Andiamo in ordine di apparizione, secondo quanto abbiamo potuto seguire, data la quantità di proposte, anche concomitanti. Il sassofonista tenore finlandese Pauli Lyytinen è stato presentato, come già detto, al concerto di apertura della manifestazione, in qualità di responsabile dell’incontro tra Euregio Collective e The Nordic Connection. Il suo lavoro in quel contesto non ci ha impressionato, tenendo conto a sua discolpa dello scarso tempo per preparare un incontro che coinvolgeva diciotto musicisti provenienti da aree diverse. Non abbiamo potuto ascoltare Lyytinen nelle proprie creazioni e nemmeno nel lavoro che ha chiuso il festival, in quota al rifugio Comici del Sassolungo, denominato Dolobeats, che coinvolgeva sette batteristi provenienti da Svezia, Finlandia, Norvegia, Austria, e l’elettronica del norvegese Andreas Stensland Løwe. Un lavoro che ha incontrato l’approvazione di pubblico e addetti ai lavori. Lo abbiamo ascoltato invece nel connubio con la vocalist svedese Anni Elif Egecioglu, in un lavoro dedicato alla poetessa modernista Edith Södergran, caratterizzato da utilizzo diffuso di un’elettronica coloristica e dalla voce diafana, distesa su ampie campiture, in cui i sax di Lyytinen si adeguavano a tale trasparenza tipica dell’estetica nordica, spesso fine a se stessa.

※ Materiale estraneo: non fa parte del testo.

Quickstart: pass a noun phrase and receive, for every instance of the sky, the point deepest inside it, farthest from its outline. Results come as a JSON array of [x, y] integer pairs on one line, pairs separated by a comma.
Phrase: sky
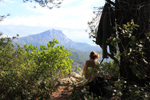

Di tutt’altra impostazione la voce della estone Kadri Voorand, una performer dalla personalità poliedrica, che riesce a coniugare nella sua proposta la canzone e il jazz contemporaneo, il soul e la tradizione folklorica nordica, senza perdere il filo logico della propria esibizione, accompagnata dal contrabbasso di Mihkel Mälgand, nella quale mette in luce qualità di attrice, di violinista, tastierista e manipolatrice elettronica.
Restando nell’area estone, su un piano ancora diverso si pone la sassofonista Maria Faust, che opera in Danimarca. La Faust ha presentato il proprio lavoro Sacrum Facere: musica di intensa ispirazione spirituale, composta in filigrana per un organico con quattro ance (tra cui il clarinetto di Francesco Bigoni), tuba, tromba, pianoforte (Emanuele Mainscalco) e la tastiera tradizionale kannel, che nel contesto notturno incantato di una cava di porfido, dall’acustica eccellente, ha affascinato gli spettatori.

Tra i concerti più significativi poniamo anche quello che ha visto in scena al Museion di Bolzano il trombettista Verneri Pohjola e il batterista Mika Kallio, entrambi finlandesi, protagonisti di un set intenso e interamente improvvisato, nel quale si potevano ravvisare elementi timbrici ed espressivi vicini a Bill Dixon, peraltro non consapevoli secondo lo stesso Pohjola. Il trombettista si è esibito pure alla testa di un proprio quintetto compatto e ben articolato, nel quale presentava la musica di forte evocazione nordica di suo padre, il bassista e compositore Pekka. Sempre al Museion, una band allargata di giovani era condotta sugli itinerari avventurosi dell’improvvisazione dal veterano solista di tuba Per-Åke Holmlander.
Nel festival, in una sezione al Club Sudwerk di Bolzano programmata a tarda notte, ha fatto pure la sua apparizione l’abrasivo baritonista svedese Mats Gustafsson, nel contesto arroventato e dalla rocciosa ritmica rock del nucleo ritmico di Fire!, con Johan Berthling al basso elettrico e Andreas Werliin alla batteria, che sosteneva in questo caso l’interessante vocalist Mariam Wallentin, dal temperamento astratto e provocatorio. L’unica, insieme alla Voorand, che tra le tante voci ascoltate non percorresse itinerari sognanti, ispirati a un fiabesco e levigato folklore nordico. Una scena nordica, dunque, che si conferma in bilico tra suoni idilliaci, stesi su ampie melodie e masse sonore, e tendenze più veementi. Anche nell’uso dell’elettronica si registra tale orientamento: talvolta utilizzata come acquerello che farcisce, altrove portata al limite dell’udibile, come nel caso del finlandese Teemu Korpipää nel trio Immediate Music.